再度山を目指し俺の勘であてもなく捜索した。上ったり下ったり、地面や木々など注意深く見て探しているとロッククライミングが出来そうな壁に辿り着いた。だがその壁には穴があった。
「気になる穴ではありませんか?」
「何とか入れそうな穴ではあるが・・・・・どうするよ?」
「中を覗いても真っ暗で何も見えやしねぇな」
「奥まで続いているのかもね。入ってみよう」
その意見には異論はなく、先ずは誰が最初に入るか決めるところだが。
「ドラグ、行ってこい」
「俺が最初かよ。【ⅤIT】が高いハーデスから行けよ」
「性別転換の罰を受けたいならそれでいいんだぞ?」
「あー・・・くそ! マジでやらされるぐらいならこっちのほうがまだマシだ!」
判断力と実行が速くて助かる。頭から穴の中に身体を突っ込んで潜るドラグを見守る俺達。身体の半分まで入ったところで動きが止まった。・・・・・うん?
「ドラグ? どうした?」
「・・・・・挟まった」
「挟まった? じゃあ、戻って来い」
「・・・・・動けね。引っ張ってくれねぇか」
頼んだ手前、何もせず突っ立っているだけなのは申し訳ないからドラグの両足を掴んで、思いっきり引っ張った―――。
「・・・あれ? んー!!!」
「ハーデス? 抜けないフリしてるのか?」
足腰に力を込めて踏ん張って引っ張っても抜ける気配が一切ない。何でだ? と思っている俺にドレットが訊いてきた。
「いや、本当に抜けない。ふざけているんじゃなくて本気で力を込めて引っ張っているんだが」
「俺も手伝うよ」
ペインも買って出てくれて、ドラグの片足を持って俺と同時に引っ張った。だけど、一緒に引っ張っても抜ける気配が微塵もない。

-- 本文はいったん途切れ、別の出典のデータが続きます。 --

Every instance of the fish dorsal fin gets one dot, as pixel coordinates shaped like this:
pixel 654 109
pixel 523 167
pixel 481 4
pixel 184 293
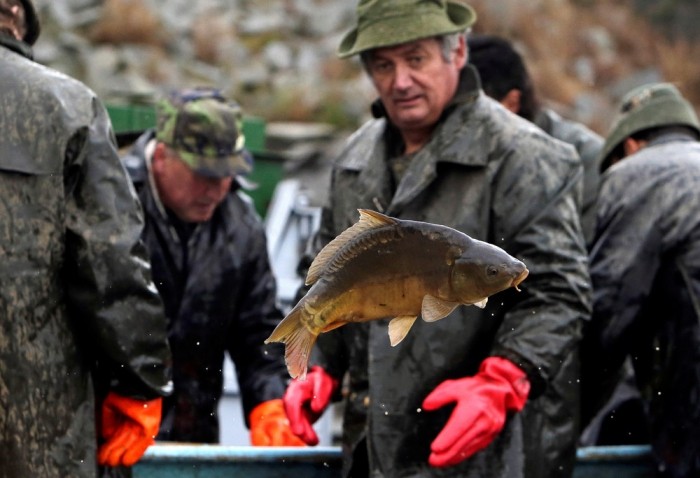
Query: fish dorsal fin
pixel 399 327
pixel 482 303
pixel 435 309
pixel 368 220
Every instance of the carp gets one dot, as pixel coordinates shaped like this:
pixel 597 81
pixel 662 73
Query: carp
pixel 384 267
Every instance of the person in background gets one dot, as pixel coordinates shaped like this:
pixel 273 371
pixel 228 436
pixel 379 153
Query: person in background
pixel 645 268
pixel 505 78
pixel 210 264
pixel 484 392
pixel 82 329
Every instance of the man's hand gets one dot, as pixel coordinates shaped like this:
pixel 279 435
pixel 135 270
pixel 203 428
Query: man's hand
pixel 305 401
pixel 482 402
pixel 269 426
pixel 129 426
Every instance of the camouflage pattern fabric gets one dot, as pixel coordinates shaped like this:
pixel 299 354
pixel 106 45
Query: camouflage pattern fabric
pixel 205 130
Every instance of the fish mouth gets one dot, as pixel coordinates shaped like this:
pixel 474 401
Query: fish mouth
pixel 521 277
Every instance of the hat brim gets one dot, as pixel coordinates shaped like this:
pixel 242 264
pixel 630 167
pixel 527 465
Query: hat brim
pixel 395 30
pixel 218 167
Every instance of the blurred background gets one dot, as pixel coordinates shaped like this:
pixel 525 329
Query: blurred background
pixel 277 57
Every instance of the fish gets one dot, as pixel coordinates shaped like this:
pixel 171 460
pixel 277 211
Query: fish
pixel 383 267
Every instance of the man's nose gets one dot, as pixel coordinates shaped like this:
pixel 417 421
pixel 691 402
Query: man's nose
pixel 403 78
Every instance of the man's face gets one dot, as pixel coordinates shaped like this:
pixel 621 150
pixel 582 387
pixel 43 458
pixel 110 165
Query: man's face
pixel 414 81
pixel 190 196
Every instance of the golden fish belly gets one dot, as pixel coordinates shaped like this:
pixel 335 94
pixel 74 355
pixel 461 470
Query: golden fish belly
pixel 364 302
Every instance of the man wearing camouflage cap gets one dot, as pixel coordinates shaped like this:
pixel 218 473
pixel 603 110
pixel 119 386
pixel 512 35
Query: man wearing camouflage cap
pixel 82 329
pixel 645 267
pixel 210 264
pixel 439 150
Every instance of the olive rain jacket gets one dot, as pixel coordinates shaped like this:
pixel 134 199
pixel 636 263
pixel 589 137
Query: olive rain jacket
pixel 219 295
pixel 588 145
pixel 75 286
pixel 500 179
pixel 645 267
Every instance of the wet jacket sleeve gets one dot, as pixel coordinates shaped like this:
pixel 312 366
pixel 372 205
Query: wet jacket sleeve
pixel 110 293
pixel 260 368
pixel 625 258
pixel 540 226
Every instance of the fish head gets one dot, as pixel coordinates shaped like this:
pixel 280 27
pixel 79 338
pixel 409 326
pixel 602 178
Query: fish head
pixel 483 270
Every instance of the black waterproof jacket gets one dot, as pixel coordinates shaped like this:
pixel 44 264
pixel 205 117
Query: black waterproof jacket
pixel 219 295
pixel 588 145
pixel 645 267
pixel 498 178
pixel 75 284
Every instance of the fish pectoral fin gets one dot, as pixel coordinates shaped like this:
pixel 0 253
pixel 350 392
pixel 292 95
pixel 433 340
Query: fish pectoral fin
pixel 435 309
pixel 298 342
pixel 482 303
pixel 332 326
pixel 399 327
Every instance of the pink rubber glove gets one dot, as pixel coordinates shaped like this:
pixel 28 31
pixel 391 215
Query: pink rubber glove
pixel 269 426
pixel 129 426
pixel 305 401
pixel 482 402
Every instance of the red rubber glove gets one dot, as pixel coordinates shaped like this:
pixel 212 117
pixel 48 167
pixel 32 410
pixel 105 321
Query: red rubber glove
pixel 129 426
pixel 482 402
pixel 305 401
pixel 269 426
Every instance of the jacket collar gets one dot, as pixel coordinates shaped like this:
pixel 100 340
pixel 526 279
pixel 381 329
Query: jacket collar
pixel 17 46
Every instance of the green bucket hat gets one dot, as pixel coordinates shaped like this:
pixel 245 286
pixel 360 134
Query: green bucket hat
pixel 33 26
pixel 648 106
pixel 205 129
pixel 383 23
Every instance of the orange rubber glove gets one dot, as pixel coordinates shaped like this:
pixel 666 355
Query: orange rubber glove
pixel 305 401
pixel 129 426
pixel 269 426
pixel 482 402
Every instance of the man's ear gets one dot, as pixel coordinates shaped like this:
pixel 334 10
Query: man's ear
pixel 631 145
pixel 461 53
pixel 512 100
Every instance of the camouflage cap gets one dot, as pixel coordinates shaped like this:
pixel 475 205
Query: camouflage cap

「・・・・・ハーデスの言う通り、ドラグが抜けないな」
「マジでか。じゃあこの岩壁を壊して抜いてみるか」
「ところがどっこい、破壊不能のオブジェクトなのでできません」
不壊のツルハシを用意して岩壁にぶつけても発掘が出来ない仕様になっている。
「じゃあ、装備を外せばいいんじゃね?」
「あ、その手があったか」
「・・・・・もうしてるがそれでも身体が挟まって抜けれねぇぞ」
と、ドラグからの返答に俺達は腕を組んで悩んだ。
「何かのイベントが起きる前兆かな」
「こんな間抜けな格好で起きるイベントって何だって話だがな」
「もう少し見守ってみよう。それでもダメなら運営に問い合わせしよう」
「マジかよおい・・・・・」
俺が催促したとはいえ、哀れな生贄となったドラグからげんなりとした表情を浮かべたのが脳裏に過った。
―――5分後。
運営に問い合わせたところ、バグではありませんのでプレイヤーのプレイに何らかの支障は生じません、と運営からの返答からしばらくした頃。
「お」
「どうした?」
「称号とスキルが手に入ったぞ」
5分も嵌った状態で称号とスキルが?
「そのスキルで出られるか? もしくは自力で?」
「ちょっと待て・・・自力は無理だな。―――【小型化】」
【小型化】? おー、ドラグの身体が子供サイズになって穴から出てきた。こっちに振り返ったドラグは・・・・・うん、身体が小さくて顔が大人のドラグだな。
「ドラグ、面白い姿になってんな」
「あ? 何が面白いのかよ」
「顔がそのまんまで身体が小さくなった感じになってるぞ。若返ったわけじゃなくてな」
マジかよ・・・・・と頭を垂らして落ち込むドラグ君。
「それで、称号は何て名前なんだ?」
「・・・・・【嵌る者】だよ」
「名前通りのまんまだな。【小型化】して何らかの影響とかある?」
「あー・・・・・【AGI】が+50に増えるが【STR】がその分逆に下がる。しかも解除しない限りはずっとこのままだ」
ドレッドが質問してドラグが教える光景を他所にペインが自ら穴に嵌りに行った。次はドレッドにして最後は俺だな。となるとプレイヤー用のスキル【大型化】か【巨大化】があるよなこれ? 【嵌る者】と【小型化】が並列して手に入るなら・・・・・身体を大きく求める振る舞いをすればいいのか? ということは・・・・・。
「おい、ハーデス。何をしているんだ?」
「スキルの検証!」
「・・・・・背伸びしてか?」
「単純な振る舞いや行動がスキル取得に繋がるかもしれないからな! ペインが【小型化】スキルを取るのと同時に試しても損はないだろう!」
背筋をピーンと伸ばして、両腕も上に伸ばしてそのままの姿勢を維持する俺。そんな俺に呆れの眼差しを向けるドレッドとドラグに気にせずペインが称号とスキルを取得するまで続けると。
『称号【大きさを望む者】を取得しました。スキル【大型化】を取得しました』
予想通り・・・・・!
【大型化】
使用する間はプレイヤーの身長が50cm伸びると共に【STR】が+50、【AGI】が-50になる。再使用時間は1日。
この説明を見て不敵な笑みを浮かべてしまうのは仕方がないだろう。
「ふっふっふ・・・・・手に入れたぞ、どっちも」
「「なん・・・だと・・・!?」」
「俺も称号とスキルとが手に入ったよ。ハーデス、なにが手に入ったのか教えてくれるか?」
「称号は【大きさを望む者】、スキルは【大型化】だ。効果はドラグの【小型化】の逆バージョンだよ。身長と【STR】が+50も増えるが【AGI】は-50も下がる。ってことで証明の為に―――【大型化】!」
取得したばかりのスキルをお披露目すると、身長が高くなった実感がした。
「なるほど。確かにハーデスの身長が伸びた。次は俺も試してみよう」
この瞬間、俺達は2つの称号と【大型化】と【小型化】のスキルを取得することになった。これ、イカル達にも教えておこっと。この島に来れるかわからないが、【大型化】はどこでもできるからすぐに取得できるからな。